Topiroxostat Synthesis

WO2003064410A1: It is the oldest reported synthesis. It is considered expensive on account of TMSCN; and also N-protection/de-protection are considered as time and effort consuming.


Tetrahedron Lett 2008, 49(28), 4369-4371: It is considered as an improvement on Ref. 2. The starting material is commercially available and  Zn(CN)is much cheaper than TMSCN.


Identifications:
1H NMR (Estimated) for Topiroxostat

Experimental: 1H-NMR (DMSO-d6) δ ppm: 8.01 (2H, dd, J = 4.54 & 1.57 Hz), 8.31 (1H, dd, J = 5.11 & 1.65 Hz) , 8.53 (1H, dd, J = 1.65 & 0.50 Hz), 8.80 (2H, dd, J = 4.54 & 1.57 Hz), 8.93 (1H, dd, J = 5.11 & 0.50 Hz).

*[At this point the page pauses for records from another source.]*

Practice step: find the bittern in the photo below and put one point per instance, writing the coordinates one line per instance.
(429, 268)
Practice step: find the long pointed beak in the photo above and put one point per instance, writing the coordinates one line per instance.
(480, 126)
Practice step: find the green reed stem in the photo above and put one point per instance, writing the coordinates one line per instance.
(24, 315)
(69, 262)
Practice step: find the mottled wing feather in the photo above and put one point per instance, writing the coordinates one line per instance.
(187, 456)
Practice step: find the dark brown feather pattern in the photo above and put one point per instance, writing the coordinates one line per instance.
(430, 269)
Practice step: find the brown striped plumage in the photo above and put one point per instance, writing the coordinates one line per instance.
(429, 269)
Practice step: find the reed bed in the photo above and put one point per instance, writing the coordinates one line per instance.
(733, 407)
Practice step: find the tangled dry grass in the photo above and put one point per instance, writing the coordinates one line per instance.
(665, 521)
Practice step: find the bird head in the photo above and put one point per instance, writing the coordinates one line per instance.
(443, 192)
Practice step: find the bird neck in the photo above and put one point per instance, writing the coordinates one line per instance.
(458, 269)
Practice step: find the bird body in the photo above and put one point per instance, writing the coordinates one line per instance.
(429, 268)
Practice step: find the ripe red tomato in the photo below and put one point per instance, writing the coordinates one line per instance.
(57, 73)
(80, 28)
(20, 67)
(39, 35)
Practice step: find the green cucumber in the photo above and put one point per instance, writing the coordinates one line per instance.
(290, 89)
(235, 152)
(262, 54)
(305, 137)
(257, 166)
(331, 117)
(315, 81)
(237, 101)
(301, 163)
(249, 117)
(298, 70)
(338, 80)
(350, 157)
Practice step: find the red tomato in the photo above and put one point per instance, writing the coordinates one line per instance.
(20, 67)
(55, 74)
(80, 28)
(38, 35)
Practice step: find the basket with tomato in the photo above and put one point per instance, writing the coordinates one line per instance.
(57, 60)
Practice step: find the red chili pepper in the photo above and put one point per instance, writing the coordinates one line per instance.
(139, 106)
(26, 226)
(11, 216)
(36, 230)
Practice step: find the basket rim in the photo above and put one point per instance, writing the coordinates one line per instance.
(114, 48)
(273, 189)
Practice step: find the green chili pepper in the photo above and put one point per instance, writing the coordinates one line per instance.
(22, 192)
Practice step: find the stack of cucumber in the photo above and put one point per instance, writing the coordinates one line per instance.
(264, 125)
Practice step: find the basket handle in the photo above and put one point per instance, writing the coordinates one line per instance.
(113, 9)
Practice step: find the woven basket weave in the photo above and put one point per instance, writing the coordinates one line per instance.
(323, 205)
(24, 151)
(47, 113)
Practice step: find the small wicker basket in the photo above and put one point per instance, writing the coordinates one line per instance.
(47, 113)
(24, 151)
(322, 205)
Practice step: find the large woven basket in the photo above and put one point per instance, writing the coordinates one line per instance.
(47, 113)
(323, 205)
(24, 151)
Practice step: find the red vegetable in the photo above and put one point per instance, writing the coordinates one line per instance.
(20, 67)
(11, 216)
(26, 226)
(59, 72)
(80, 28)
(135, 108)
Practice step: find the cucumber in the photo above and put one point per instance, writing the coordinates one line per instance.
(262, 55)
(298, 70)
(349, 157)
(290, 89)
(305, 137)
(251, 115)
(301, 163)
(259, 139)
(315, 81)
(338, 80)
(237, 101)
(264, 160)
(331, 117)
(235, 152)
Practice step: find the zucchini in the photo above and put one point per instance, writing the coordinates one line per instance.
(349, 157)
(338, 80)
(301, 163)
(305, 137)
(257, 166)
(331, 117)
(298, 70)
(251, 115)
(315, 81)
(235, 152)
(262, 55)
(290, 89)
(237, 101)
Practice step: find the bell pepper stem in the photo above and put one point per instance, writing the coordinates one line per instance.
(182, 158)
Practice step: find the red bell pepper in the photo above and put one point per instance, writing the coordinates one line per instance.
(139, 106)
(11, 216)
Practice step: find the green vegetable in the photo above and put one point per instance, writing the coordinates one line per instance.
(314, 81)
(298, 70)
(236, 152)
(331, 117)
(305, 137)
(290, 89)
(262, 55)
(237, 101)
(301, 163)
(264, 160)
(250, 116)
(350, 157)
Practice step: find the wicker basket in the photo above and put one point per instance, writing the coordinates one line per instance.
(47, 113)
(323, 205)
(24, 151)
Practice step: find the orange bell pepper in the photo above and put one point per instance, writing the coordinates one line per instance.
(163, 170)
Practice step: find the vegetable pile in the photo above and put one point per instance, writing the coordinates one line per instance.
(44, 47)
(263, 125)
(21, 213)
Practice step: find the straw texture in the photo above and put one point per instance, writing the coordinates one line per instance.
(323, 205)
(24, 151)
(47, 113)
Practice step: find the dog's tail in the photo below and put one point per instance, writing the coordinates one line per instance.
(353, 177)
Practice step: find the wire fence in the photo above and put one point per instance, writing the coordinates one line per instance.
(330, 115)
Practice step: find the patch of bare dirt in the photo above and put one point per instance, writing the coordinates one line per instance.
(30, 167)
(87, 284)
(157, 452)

Sideeffects: The most come adverse reactions (AEs) reported are gout arthritis, cutaneous adverse events and hepatic impairment. These included gingival bleeding, oral pain, β2 microglobulin urine increase, NAG increase, blood amylase increase, eosinophilia, a1 microglobulin increase and platelet count increase. Liver disorder included ALT/AST increase, blood creatinine increase and high γ-GTP level. The patients also reported rash, cold sweat, urticaria and erythema. No bladder or kidney related AEs are reported.
References:
1. Matsumoto, K.; et. al. FYX-051: a novel and potent hybrid-type inhibitor of xanthine oxidoreductase. J Pharmacol Exp Ther 2011, 336(1), 95-103.
2. Ashizawa, N.; et. al. Novel 1,2,4-triazole compound. WO2003064410A1
3. Huo, Z.; et. al. Zinc cyanide mediated direct a-cyanation of isonicotinic acid N-oxide. Application to the synthesis of FYX-051, a xanthine oxidoreductase inhibitor. Tetrahedron Lett 2008, 49(28), 4369-4371.
4. Sato, T.; et. al. Discovery of 3-(2-cyano-4-pyridyl)-5-(4-pyridyl)-1,2,4-triazole, FYX-051- a xanthine oxidoreductase inhibitor for the treatment of hyperuricemia. Bioorg Med Chem Lett 2009, 19(21), 6225-6229.
5. Approval for Topiroxostat (here).